Both teams will probably be pretty tired..


Prunetang


----------



## handclap problematic (Nov 6, 2003)

The whole offense is looking incredibly flat to start out. Not much movement and some badly missed jumpshots... it looks like we need some bench players to step up tonight.....
Prunetang

By the way, 9-1 Golden State...


----------



## OntheRocks (Jun 15, 2005)

Anyone got a HDTV? If so, how many Blazer games have you watched this year in HD?


----------



## deanwoof (Mar 10, 2003)

ugly


----------



## deanwoof (Mar 10, 2003)

did the Blazers finally get their games broadcasted in HD? Cuz i know last year they didnt.


----------



## mgb (Jun 26, 2004)

Didn't realize there was a game tonite...don't look like the Blazers did either.


----------



## handclap problematic (Nov 6, 2003)

Looks like they forgot to show up......
This is looking pretty ugly so far....but hey, maybe we can pull a New Jersey and get back into this thing. Come on Blazers...show some life.

Prunetang


----------



## Yoyo (Oct 16, 2005)

Looking good SO FAR for the Warriors...

After watching the last three Warriors games...the Warriors are experts in blowing big leads (like 19 with the Clips!). We'll see how this game plays out.


----------



## handclap problematic (Nov 6, 2003)

Yeah, Portland is prety good at blowing the leads as well.....hehe 
Hopefully it is the Warriors blowing the lead in this one tonight though........ 
Prunetang


----------



## meru (Jul 2, 2003)

Is anyone able to watch this game? If so, how does Zach look? It's looking like his pathetic rebounding of last game has carried over, and his scoring has joined it so that it doesn't get lonely.


----------



## handclap problematic (Nov 6, 2003)

I am watching. The whole first unit looked like it wasnt even trying. Zach and Dixon looked probably the worst. Zach is back in now for a second stint, so we will see if he can start putting in some work. 
Prunetang


----------



## OntheRocks (Jun 15, 2005)

Yeah zach isn't hitting his shots, but he hasn't been in the game much....


----------



## Samuel (Jan 1, 2003)

Looks like Vince Carter's back is feeling a lot better tonight. 

:banana:


----------



## handclap problematic (Nov 6, 2003)

It is actually pretty amazing with as bad as we are playing we are only down by 10 points. After the second unit started scrapping, especially Telfair and Outlaw...it looks we have a little bit of flow again... but our defense is still a problem. No one is boxing out, and Patterson keeps losing his man.....

Prunetang


----------



## Samuel (Jan 1, 2003)

Prunetang said:


> It is actually pretty amazing with as bad as we are playing we are only down by 10 points. After the second unit started scrapping, especially Telfair and Outlaw...it looks we have a little bit of flow again... but our defense is still a problem. No one is boxing out, and Patterson keeps losing his man.....
> 
> Prunetang



Agreed. I still see Portland winning this game.


----------



## handclap problematic (Nov 6, 2003)

Samuel said:


> Agreed. I still see Portland winning this game.
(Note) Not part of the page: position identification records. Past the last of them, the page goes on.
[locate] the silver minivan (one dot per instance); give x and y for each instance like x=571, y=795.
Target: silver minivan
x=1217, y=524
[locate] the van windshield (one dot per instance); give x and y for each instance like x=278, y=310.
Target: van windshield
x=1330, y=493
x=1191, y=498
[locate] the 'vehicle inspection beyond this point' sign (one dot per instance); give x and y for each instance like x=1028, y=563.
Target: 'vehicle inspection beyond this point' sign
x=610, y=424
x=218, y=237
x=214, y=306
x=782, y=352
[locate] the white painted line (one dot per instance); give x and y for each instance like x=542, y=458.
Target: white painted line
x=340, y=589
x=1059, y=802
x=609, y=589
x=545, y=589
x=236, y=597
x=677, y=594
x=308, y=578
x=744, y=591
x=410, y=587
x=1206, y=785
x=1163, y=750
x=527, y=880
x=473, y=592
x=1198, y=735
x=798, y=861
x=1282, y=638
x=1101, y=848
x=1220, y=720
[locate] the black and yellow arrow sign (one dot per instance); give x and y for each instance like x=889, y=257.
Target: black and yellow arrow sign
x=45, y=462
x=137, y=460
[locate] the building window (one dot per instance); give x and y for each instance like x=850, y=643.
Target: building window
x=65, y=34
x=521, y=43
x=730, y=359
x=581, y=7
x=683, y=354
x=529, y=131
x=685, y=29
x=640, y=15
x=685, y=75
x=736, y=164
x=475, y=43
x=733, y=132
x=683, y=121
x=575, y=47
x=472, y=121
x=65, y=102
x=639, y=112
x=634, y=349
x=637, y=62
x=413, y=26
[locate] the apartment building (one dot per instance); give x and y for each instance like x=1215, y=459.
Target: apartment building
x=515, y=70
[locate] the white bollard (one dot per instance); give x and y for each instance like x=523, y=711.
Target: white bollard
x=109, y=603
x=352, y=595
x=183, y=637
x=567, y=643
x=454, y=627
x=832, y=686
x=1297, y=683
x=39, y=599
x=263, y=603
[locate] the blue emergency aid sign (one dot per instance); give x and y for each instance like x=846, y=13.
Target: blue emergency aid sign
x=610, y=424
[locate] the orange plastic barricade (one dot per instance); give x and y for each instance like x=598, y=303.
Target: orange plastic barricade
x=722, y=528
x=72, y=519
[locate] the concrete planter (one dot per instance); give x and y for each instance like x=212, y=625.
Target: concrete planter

Well, that makes one of us.........hehe
I just don't have the faith....especially with the way our defense is playing....or sorry, not playing.

Prunetang


----------



## meru (Jul 2, 2003)

Will somebody please ****ing BOX OUT? Troy Murphy has 12 rebounds - does the entire Blazers team have that much?


----------



## handclap problematic (Nov 6, 2003)

Just thought I would add this little bit....

I think Monta Ellis is going to be a pretty damned good player in this league eventually.
He is showing a lot on the court as a young guy out of highschool.
I think the warriors might have scored one with him.

Prunetang


----------



## Yoyo (Oct 16, 2005)

meru said:


> Will somebody please ****ing BOX OUT? Troy Murphy has 12 rebounds - does the entire Blazers team have that much?


LOL...the Warriors are the worst rebounding team in the NBA.

I just checked the stats and the Blazers have 15 rebounds, so not quite.


----------



## deanwoof (Mar 10, 2003)

Telfair to Outlaw should be on Sportscenter! 

What was that Joel interview thing they showed earlier? I missed most of it and only caught the end when he was fumbling with his words.


----------



## handclap problematic (Nov 6, 2003)

Alright.... now we got some hustle!!!!!! Blazers back within 5. 
Randolph may not be playing well....but he is getting some straightup **** calls from the refs.
Joel is keeping us in this with his defense. Him and Viktor just work really well out there together. 
Let's get this one for Samuel...hehe 

Prunetang


----------



## Storyteller (Dec 31, 2002)

I've been watching the game on Tivo - started late, skipping commercials, and finally have caught up to live time by the end of the third quarter.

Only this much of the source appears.